– Proof of Concept - Atomic Edge

Atomic Edge analysis of CVE-2026-1400:
The AI Engine WordPress plugin version 3.3.2 and earlier contains an arbitrary file upload vulnerability. The vulnerability exists in the `rest_helpers_update_media_metadata` function within the REST API endpoint `/wp-json/ai-engine/v1/update_media_metadata`. Attackers with Editor-level permissions can rename previously uploaded image files to executable PHP extensions, achieving remote code execution.

Atomic Edge research identifies the root cause as missing file type validation in the `rest_helpers_update_media_metadata` function. The function accepts a `filename` parameter without verifying that the new filename maintains the original file’s safe extension. The vulnerable code path begins at line 1 in the diff for `/ai-engine/classes/rest_helpers.php`. The function processes POST requests containing `id` and `filename` parameters, then calls `wp_update_post` with the new filename without validating the extension change.
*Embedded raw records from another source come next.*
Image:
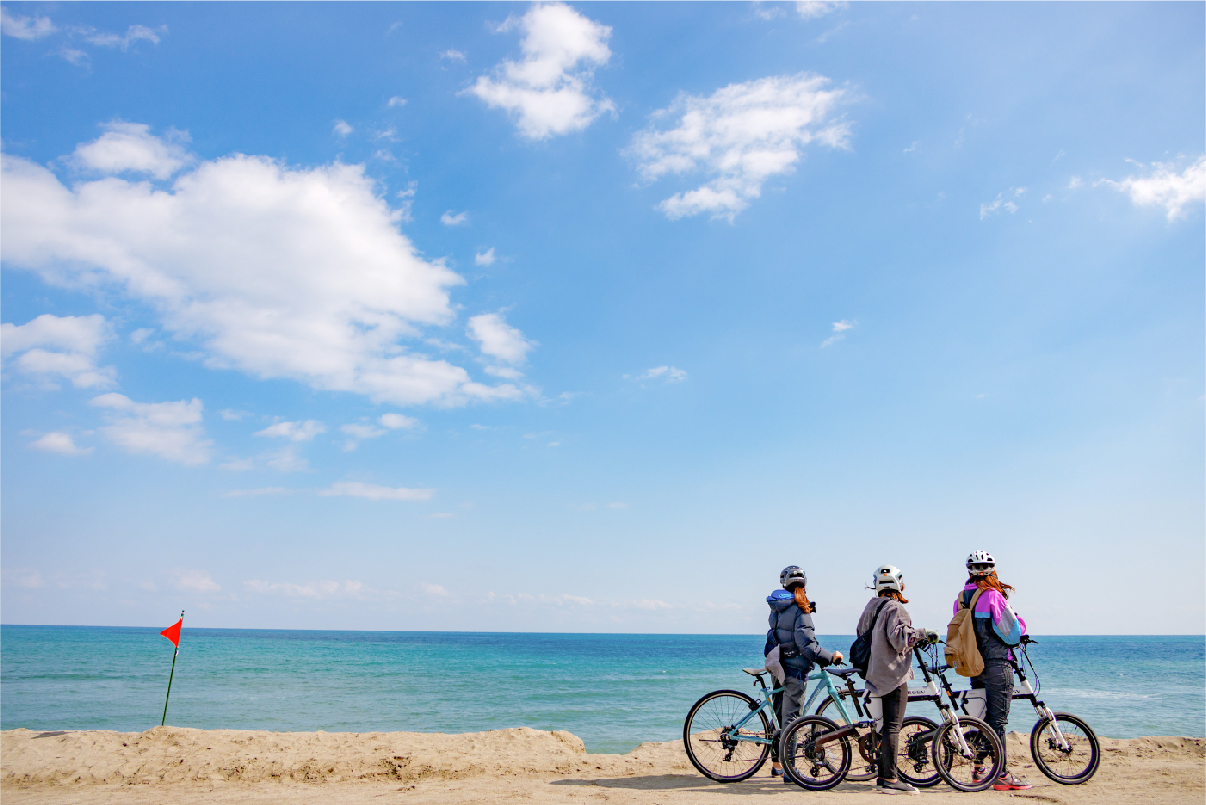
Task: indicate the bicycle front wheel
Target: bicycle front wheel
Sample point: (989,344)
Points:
(725,739)
(914,763)
(967,754)
(812,756)
(862,766)
(1072,760)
The exploitation method requires an authenticated attacker with Editor privileges. First, the attacker uploads a benign image file through legitimate WordPress media upload functionality. Next, the attacker sends a POST request to `/wp-json/ai-engine/v1/update_media_metadata` with the uploaded file’s attachment ID and a new filename parameter containing a `.php` extension. The plugin updates the attachment metadata, changing the stored filename while keeping the original file content intact. This creates an executable PHP file in the WordPress uploads directory.
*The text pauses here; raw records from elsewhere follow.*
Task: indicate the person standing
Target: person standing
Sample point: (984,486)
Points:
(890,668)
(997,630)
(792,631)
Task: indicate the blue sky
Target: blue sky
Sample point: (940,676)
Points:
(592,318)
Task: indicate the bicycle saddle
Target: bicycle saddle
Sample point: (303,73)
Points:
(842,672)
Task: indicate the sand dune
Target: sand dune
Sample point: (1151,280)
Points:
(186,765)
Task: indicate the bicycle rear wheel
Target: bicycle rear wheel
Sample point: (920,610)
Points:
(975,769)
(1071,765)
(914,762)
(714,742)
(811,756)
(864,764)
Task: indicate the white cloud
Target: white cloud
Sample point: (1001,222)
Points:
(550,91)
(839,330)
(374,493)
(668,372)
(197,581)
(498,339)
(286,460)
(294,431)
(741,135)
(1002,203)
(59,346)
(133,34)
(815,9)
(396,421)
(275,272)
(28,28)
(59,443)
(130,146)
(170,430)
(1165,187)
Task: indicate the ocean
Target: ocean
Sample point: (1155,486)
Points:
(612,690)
The patch adds file extension validation in the `rest_helpers_update_media_metadata` function. The fix compares the original file extension with the new filename extension using `pathinfo()` functions. If the extensions differ, the function returns an error. The patch ensures uploaded files cannot change their extension after initial validation, preventing image-to-PHP conversion attacks.

Successful exploitation leads to remote code execution on the WordPress server. Attackers can upload PHP web shells, execute arbitrary commands, and compromise the hosting environment. The vulnerability requires Editor-level access, limiting attack surface but providing significant impact within multi-user WordPress installations where Editors manage content.